Java is not just a tool for creating animated icons on web pages anymore. It's a full-fledged programming language that is often the first choice for many coders today. The language's clean structure, automated memory management, and webcentric design makes it one of the fastest development tools around. Elliotte Rusty Harold's latest book, Java I/O, is a close look at how to move data in and out of programs written in Java. We asked him to sit down for a few minutes and discuss what Sun is doing right and wrong with Java's I/O.
- Wayner:
- Which Java programmers are going to be interested in Java I/O?
- Harold:
- All of them. Almost no non-trivial program does not eventually make use
of I/O for one purpose or another. While text book examples often limit
themselves to command line arguments and System.out.println(), real world
programs and real world programmers need to write files, open sockets,
encrypt data, talk to serial port devices, communicate with databases and
do a whole hell of a lot more. Using well designed I/O as opposed to
System.out.println() is one of the
distinguishing factors between amateur and professional programmers.
- Wayner:
- Many people know Java as a tool for making applets on the Net. It's
really a fully-functional
programming language. Do you think that some of the tools are better than C++?
- Harold:
- There's no question that Java's I/O tools are far more sophisticated,
powerful, and easy to use than C and C++'s. I/O in C, C++, and most other
languages, is hamstrung by the assumption that what's being read or written
is a 1970s era dumb terminal, or at least something very much like it. Java
is the first major language to throw out this assumption. The designers of
Java recognized that reading and writing files, network connections, and
serial port devices, was a lot more
important than toy programs from CS101 that read a number from the command
line and squared it.
Unfortunately, precisely because Java I/O is structured so differently from I/O in the languages most of us grew up with, many programmers don't realize how simple and powerful it really is.

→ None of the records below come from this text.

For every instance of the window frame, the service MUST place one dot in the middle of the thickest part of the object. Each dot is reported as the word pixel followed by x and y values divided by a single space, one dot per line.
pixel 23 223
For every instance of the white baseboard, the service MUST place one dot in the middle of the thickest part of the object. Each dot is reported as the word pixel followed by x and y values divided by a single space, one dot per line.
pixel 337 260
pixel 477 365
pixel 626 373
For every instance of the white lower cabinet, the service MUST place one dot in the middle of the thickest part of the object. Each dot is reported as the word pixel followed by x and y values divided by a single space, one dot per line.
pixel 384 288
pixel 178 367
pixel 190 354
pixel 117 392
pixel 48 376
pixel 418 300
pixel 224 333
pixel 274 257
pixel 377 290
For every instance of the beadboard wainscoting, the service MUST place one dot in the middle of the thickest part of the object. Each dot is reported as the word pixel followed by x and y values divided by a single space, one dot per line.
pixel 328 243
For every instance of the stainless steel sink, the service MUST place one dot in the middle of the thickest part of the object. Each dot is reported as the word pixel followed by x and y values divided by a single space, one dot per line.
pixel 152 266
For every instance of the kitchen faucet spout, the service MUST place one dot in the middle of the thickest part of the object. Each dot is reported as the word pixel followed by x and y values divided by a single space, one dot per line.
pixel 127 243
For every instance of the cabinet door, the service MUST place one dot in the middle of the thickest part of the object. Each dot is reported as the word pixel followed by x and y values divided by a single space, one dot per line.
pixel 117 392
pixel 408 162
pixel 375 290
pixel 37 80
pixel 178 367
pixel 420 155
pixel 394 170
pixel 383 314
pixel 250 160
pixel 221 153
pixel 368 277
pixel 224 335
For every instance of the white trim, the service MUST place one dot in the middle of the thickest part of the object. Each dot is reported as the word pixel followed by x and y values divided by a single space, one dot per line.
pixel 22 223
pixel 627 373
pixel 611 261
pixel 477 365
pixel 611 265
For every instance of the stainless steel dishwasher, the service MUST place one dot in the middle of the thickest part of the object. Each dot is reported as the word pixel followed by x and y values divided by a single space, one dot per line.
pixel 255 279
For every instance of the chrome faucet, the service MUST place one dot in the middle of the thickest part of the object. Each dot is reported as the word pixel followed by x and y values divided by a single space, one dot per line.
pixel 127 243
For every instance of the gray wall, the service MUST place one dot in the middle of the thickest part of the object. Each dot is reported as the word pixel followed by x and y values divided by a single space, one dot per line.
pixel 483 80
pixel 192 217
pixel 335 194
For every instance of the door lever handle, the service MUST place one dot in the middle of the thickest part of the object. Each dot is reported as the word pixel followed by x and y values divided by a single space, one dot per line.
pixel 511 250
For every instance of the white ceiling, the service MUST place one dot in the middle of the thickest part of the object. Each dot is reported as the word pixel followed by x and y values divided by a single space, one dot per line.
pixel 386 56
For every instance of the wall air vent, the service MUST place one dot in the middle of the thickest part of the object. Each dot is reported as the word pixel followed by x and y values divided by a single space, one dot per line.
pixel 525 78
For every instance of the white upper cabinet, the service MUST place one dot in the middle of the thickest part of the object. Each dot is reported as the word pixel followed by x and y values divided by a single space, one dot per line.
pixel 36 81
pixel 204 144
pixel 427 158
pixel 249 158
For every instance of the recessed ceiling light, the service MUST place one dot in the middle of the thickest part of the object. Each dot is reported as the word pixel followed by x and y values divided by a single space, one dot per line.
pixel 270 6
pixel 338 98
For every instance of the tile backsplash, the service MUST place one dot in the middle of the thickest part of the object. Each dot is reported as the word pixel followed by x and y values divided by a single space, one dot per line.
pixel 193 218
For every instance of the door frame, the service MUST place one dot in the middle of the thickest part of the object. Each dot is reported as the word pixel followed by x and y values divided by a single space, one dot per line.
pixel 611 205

The questions I hear from my students and on various newsgroups and mailing lists tell me that most people aren't asking the right questions. For instance, the single most frequently asked question is how to read a number from the console. While the answer they want is fairly simple (attach a BufferedReader to System.in, call readLine(), and pass the string returned to Integer.parseInt()), the fact is they probably shouldn't be doing this in the first place.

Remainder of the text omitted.